Entre os temas discutidos nesta terça (4), a aplicação da tecnologia climática e o uso de inteligência artificial (IA) ganharam destaque como ferramentas essenciais para transformar dados brutos em decisões estratégicas.
Especialistas apontam que a ciência tecnológica não apenas monitora, mas estabelece parâmetros práticos para que empresas e governos operem dentro dos limites de resiliência do planeta.
Dados em tempo real e resposta a crises
A transição do discurso teórico para a aplicação prática foi um dos eixos do painel “Tecnologia Climática: Do Dado à Decisão Prática”. Um exemplo de eficácia tecnológica foi o caso que utilizou IA para processar 136 mil mensagens simultâneas durante eventos de crise climática.
A tecnologia permitiu priorizar atendimentos críticos, como o de residências com pessoas dependentes de aparelhos de oxigênio, otimizando a logística em situações de falta de energia.
Além da gestão de crises, a digitalização de processos tem gerado impactos mensuráveis na redução do consumo de recursos.
Apenas no último ano, uma das soluções apresentadas resultou na digitalização de 52 milhões de faturas, eliminando a necessidade de impressão e transporte físico desses documentos.
Esse movimento evita o deslocamento de funcionários e clientes, reduzindo a pegada de carbono associada à logística tradicional.
O dilema ambiental dos data centers
Apesar dos benefícios, o setor de tecnologia enfrenta críticas quanto ao impacto ambiental de seus data centers, que demandam alto consumo de água e energia.
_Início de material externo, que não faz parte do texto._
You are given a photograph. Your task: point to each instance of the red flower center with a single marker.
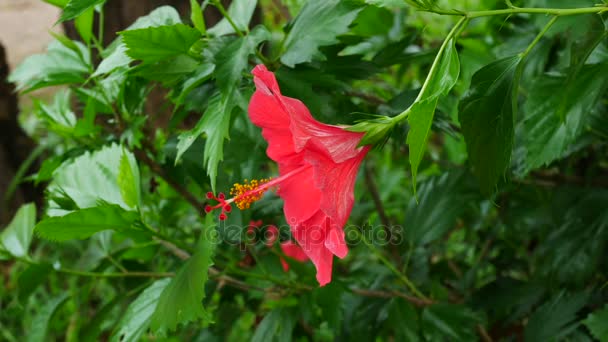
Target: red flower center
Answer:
(246, 193)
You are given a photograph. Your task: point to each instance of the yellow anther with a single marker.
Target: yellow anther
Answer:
(247, 193)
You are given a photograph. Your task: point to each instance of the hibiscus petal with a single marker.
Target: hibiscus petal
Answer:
(301, 197)
(311, 236)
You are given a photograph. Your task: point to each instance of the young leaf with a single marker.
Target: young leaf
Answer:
(547, 137)
(84, 25)
(154, 44)
(182, 300)
(215, 123)
(487, 120)
(31, 278)
(442, 200)
(136, 319)
(60, 65)
(17, 236)
(240, 11)
(75, 8)
(318, 24)
(196, 16)
(81, 224)
(597, 323)
(232, 60)
(199, 76)
(441, 79)
(40, 323)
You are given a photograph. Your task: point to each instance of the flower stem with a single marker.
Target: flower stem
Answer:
(434, 68)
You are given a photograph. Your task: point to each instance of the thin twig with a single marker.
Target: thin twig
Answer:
(390, 294)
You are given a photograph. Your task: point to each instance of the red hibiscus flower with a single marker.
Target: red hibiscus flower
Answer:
(318, 164)
(293, 251)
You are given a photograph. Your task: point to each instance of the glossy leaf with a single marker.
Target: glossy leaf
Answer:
(153, 44)
(59, 65)
(547, 136)
(75, 8)
(182, 300)
(277, 325)
(17, 236)
(40, 322)
(83, 223)
(597, 323)
(318, 24)
(446, 321)
(136, 319)
(554, 319)
(241, 12)
(91, 178)
(487, 120)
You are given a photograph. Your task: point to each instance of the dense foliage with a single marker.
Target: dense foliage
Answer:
(480, 213)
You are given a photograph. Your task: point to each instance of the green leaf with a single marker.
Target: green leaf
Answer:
(118, 58)
(196, 16)
(318, 24)
(40, 323)
(128, 181)
(90, 179)
(449, 322)
(376, 130)
(59, 114)
(240, 11)
(215, 123)
(442, 200)
(136, 319)
(487, 120)
(547, 137)
(554, 319)
(232, 60)
(182, 300)
(84, 25)
(81, 224)
(198, 77)
(60, 65)
(31, 278)
(277, 326)
(74, 8)
(59, 3)
(154, 44)
(17, 236)
(597, 323)
(117, 51)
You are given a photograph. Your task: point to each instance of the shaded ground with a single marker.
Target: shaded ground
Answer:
(24, 26)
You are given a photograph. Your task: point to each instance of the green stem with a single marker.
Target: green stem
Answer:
(392, 267)
(101, 27)
(224, 13)
(433, 69)
(538, 37)
(516, 10)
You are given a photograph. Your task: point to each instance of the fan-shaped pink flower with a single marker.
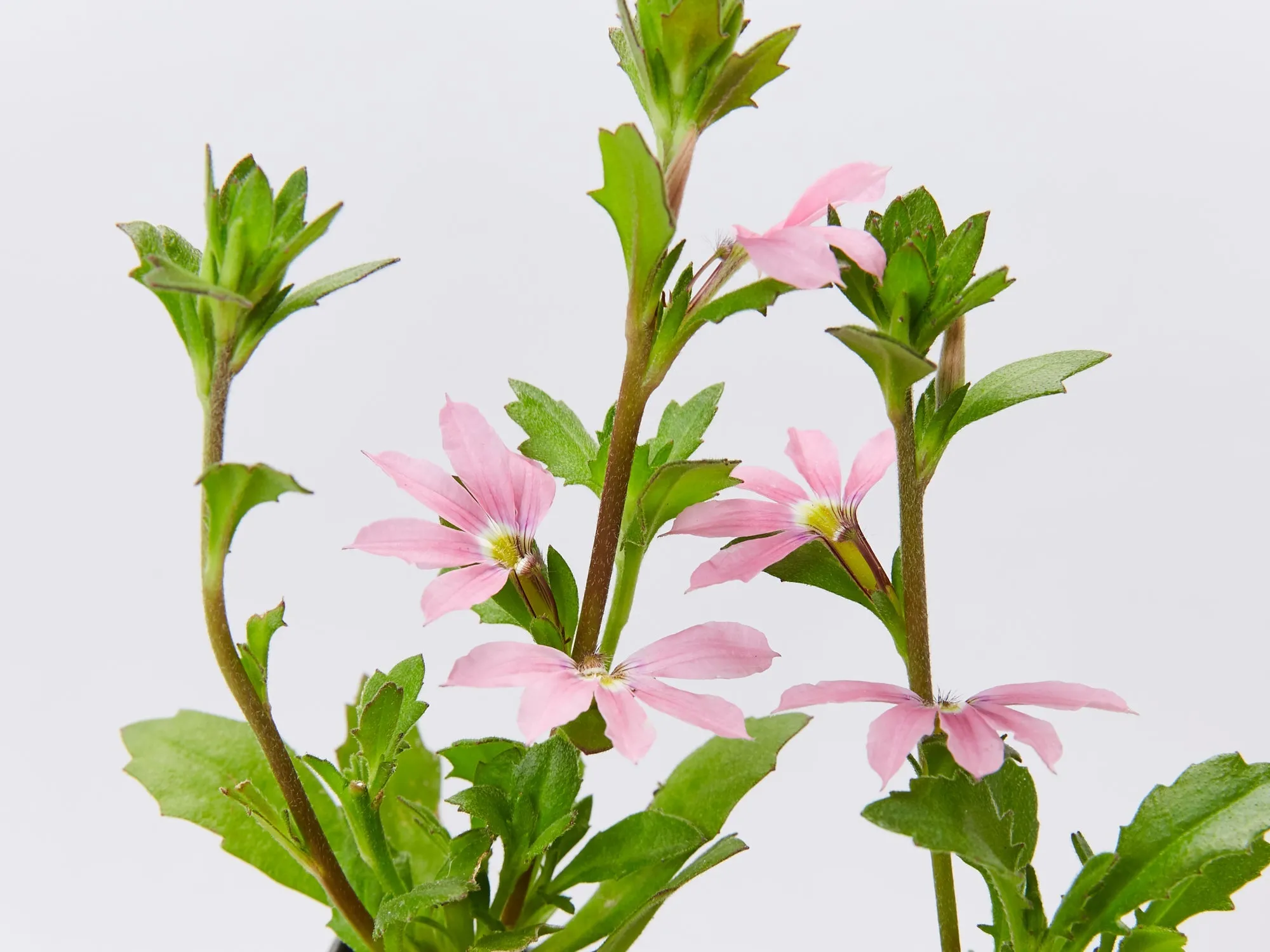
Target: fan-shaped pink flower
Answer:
(497, 503)
(973, 727)
(799, 253)
(791, 516)
(558, 689)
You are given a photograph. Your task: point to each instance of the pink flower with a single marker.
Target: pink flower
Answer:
(799, 253)
(791, 516)
(497, 503)
(558, 689)
(973, 727)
No entanto, discussões na SPCW indicam que o impacto positivo gerado pelas ferramentas tecnológicas pode ser até dez vezes superior aos danos colaterais de sua operação.
A análise defende que a tecnologia deve ser vista como uma aliada na descarbonização da indústria e na criação de cidades resilientes.
A proposta central é a conexão entre ciência climática e inovação para transformar alertas em ações concretas. Para os especialistas, a decisão humana permanece soberana, mas agora deve ser embasada em dados em tempo real para garantir que a adaptação climática ocorra de forma justa e ágil.